IL-20 promotes cutaneous inflammation and peripheral itch sensation in atopic dermatitis.

机构信息

School of Life Sciences, Henan University, China.

Department of Dermatology and Venereology, Hamad Medical Corporation, Doha, Qatar.

出版信息

FASEB J. 2022 Jun;36(6):e22334. doi: 10.1096/fj.202101800R.

Abstract

Atopic dermatitis (AD) is a chronic skin disease, which is associated with intense itch, skin barrier dysfunction and eczematous lesions. Aberrant IL-20 expression has been implicated in numerous inflammatory diseases, including psoriasis. However, the role of IL-20 in AD remains unknown. Here, RNA-seq, Q-PCR, and immunocytochemistry were utilized to examine disease-driven changes of IL-20 and its cognate receptor subunits in skin from healthy human subjects, AD patients and murine AD-models. Calcium imaging, knockdown and cytokine array were used to investigate IL-20-evoked responses in keratinocytes and sensory neurons. The murine cheek model and behavioral scoring were employed to evaluate IL-20-elicited sensations in vivo. We found that transcripts and protein of IL-20 were upregulated in skin from human AD and murine AD-like models. Topical MC903 treatment in mice ear enhanced IL-20R1 expression in the trigeminal sensory ganglia, suggesting a lesion-associated and epidermal-driven mechanism for sensitization of sensory IL-20 signaling. IL-20 triggered calcium influx in both keratinocytes and sensory neurons, and promoted their AD-related molecule release and transcription of itch-related genes. In sensory neurons, IL-20 application increased TLR2 transcripts, implicating a link between innate immune response and IL-20. In a murine cheek model of acute itch, intradermal injection IL-20 and IL-13 elicited significant itch-like behavior, though only when co-injected.
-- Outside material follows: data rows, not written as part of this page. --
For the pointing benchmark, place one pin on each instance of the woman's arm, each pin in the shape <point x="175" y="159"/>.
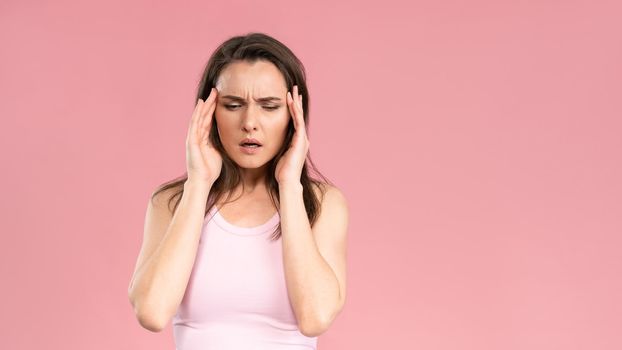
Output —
<point x="314" y="260"/>
<point x="167" y="255"/>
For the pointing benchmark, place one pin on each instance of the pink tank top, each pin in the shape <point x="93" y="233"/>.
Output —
<point x="236" y="297"/>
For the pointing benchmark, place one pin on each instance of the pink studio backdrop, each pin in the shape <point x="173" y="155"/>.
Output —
<point x="478" y="144"/>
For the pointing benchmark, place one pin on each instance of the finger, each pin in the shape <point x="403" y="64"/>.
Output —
<point x="195" y="119"/>
<point x="292" y="109"/>
<point x="209" y="121"/>
<point x="299" y="113"/>
<point x="206" y="114"/>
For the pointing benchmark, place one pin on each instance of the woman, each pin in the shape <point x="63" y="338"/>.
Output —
<point x="208" y="262"/>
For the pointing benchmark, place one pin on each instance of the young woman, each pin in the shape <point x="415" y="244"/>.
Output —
<point x="208" y="262"/>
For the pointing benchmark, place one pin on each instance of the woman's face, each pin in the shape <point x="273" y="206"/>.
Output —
<point x="251" y="103"/>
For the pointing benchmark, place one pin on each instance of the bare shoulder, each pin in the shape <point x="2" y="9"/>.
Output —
<point x="331" y="197"/>
<point x="162" y="202"/>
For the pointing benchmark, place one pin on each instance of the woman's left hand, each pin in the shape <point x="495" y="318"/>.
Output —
<point x="289" y="167"/>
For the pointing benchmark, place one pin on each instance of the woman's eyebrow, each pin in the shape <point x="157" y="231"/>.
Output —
<point x="261" y="99"/>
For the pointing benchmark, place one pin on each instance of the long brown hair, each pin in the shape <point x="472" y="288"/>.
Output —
<point x="252" y="47"/>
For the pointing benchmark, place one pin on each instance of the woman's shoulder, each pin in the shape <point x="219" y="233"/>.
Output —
<point x="329" y="193"/>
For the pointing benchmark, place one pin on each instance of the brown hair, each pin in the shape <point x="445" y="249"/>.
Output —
<point x="252" y="47"/>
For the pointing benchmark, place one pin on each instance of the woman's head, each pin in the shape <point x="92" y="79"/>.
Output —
<point x="245" y="69"/>
<point x="251" y="103"/>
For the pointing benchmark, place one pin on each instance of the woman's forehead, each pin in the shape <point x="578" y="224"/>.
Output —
<point x="259" y="79"/>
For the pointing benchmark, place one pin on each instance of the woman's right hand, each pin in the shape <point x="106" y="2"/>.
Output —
<point x="203" y="161"/>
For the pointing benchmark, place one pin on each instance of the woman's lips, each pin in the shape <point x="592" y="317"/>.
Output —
<point x="249" y="149"/>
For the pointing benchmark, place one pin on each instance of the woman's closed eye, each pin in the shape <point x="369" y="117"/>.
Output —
<point x="270" y="108"/>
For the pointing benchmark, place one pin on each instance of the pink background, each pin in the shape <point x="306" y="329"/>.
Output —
<point x="478" y="143"/>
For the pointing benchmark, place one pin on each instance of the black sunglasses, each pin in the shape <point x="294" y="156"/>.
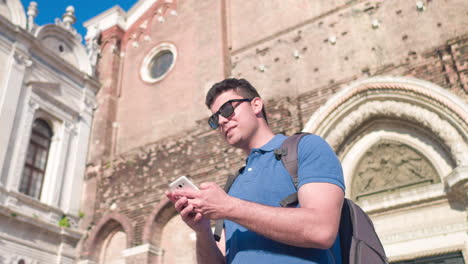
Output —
<point x="226" y="110"/>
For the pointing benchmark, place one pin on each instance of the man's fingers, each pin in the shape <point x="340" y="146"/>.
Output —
<point x="186" y="211"/>
<point x="186" y="192"/>
<point x="180" y="204"/>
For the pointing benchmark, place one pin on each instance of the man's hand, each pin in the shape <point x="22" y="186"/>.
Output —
<point x="210" y="201"/>
<point x="193" y="219"/>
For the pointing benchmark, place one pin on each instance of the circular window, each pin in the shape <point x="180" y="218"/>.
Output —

Our findings provide novel insights into IL-20 function in peripheral (skin-derived) itch and clinically relevant intercellular neuron-epidermal communication, highlighting a role of IL-20 signaling in the pathophysiology of AD, thus forming a new basis for the development of a novel antipruritic strategy via interrupting IL-20 epidermal pathways.

摘要

特应性皮炎(AD)是一种慢性皮肤病,与剧烈瘙痒、皮肤屏障功能障碍和湿疹样损伤有关。异常的 IL-20 表达与许多炎症性疾病有关,包括银屑病。然而,IL-20 在 AD 中的作用尚不清楚。在这里,我们利用 RNA-seq、Q-PCR 和免疫细胞化学技术研究了健康人类皮肤、AD 患者和 AD 小鼠模型中皮肤中 IL-20 及其同源受体亚基的疾病驱动变化。钙成像、敲低和细胞因子阵列用于研究角质形成细胞和感觉神经元中 IL-20 诱导的反应。利用小鼠脸颊模型和行为评分评估体内 IL-20 诱导的感觉。我们发现,人类 AD 和 AD 样模型皮肤中 IL-20 的转录物和蛋白均上调。MC903 治疗小鼠耳部增强了三叉神经感觉神经节中 IL-20R1 的表达,提示感觉 IL-20 信号的致敏与病变相关且表皮驱动的机制有关。IL-20 在角质形成细胞和感觉神经元中均触发钙内流,并促进其 AD 相关分子释放和瘙痒相关基因的转录。在感觉神经元中,IL-20 应用增加了 TLR2 转录物,暗示先天免疫反应与 IL-20 之间存在联系。在急性瘙痒的小鼠脸颊模型中,皮内注射 IL-20 和 IL-13 引起明显的瘙痒样行为,尽管仅在共同注射时。我们的研究结果为外周(皮肤源性)瘙痒和临床相关的神经元-表皮细胞间通讯中的 IL-20 功能提供了新的见解,强调了 IL-20 信号在 AD 病理生理学中的作用,从而为通过中断 IL-20 表皮途径开发新的止痒策略提供了新的基础。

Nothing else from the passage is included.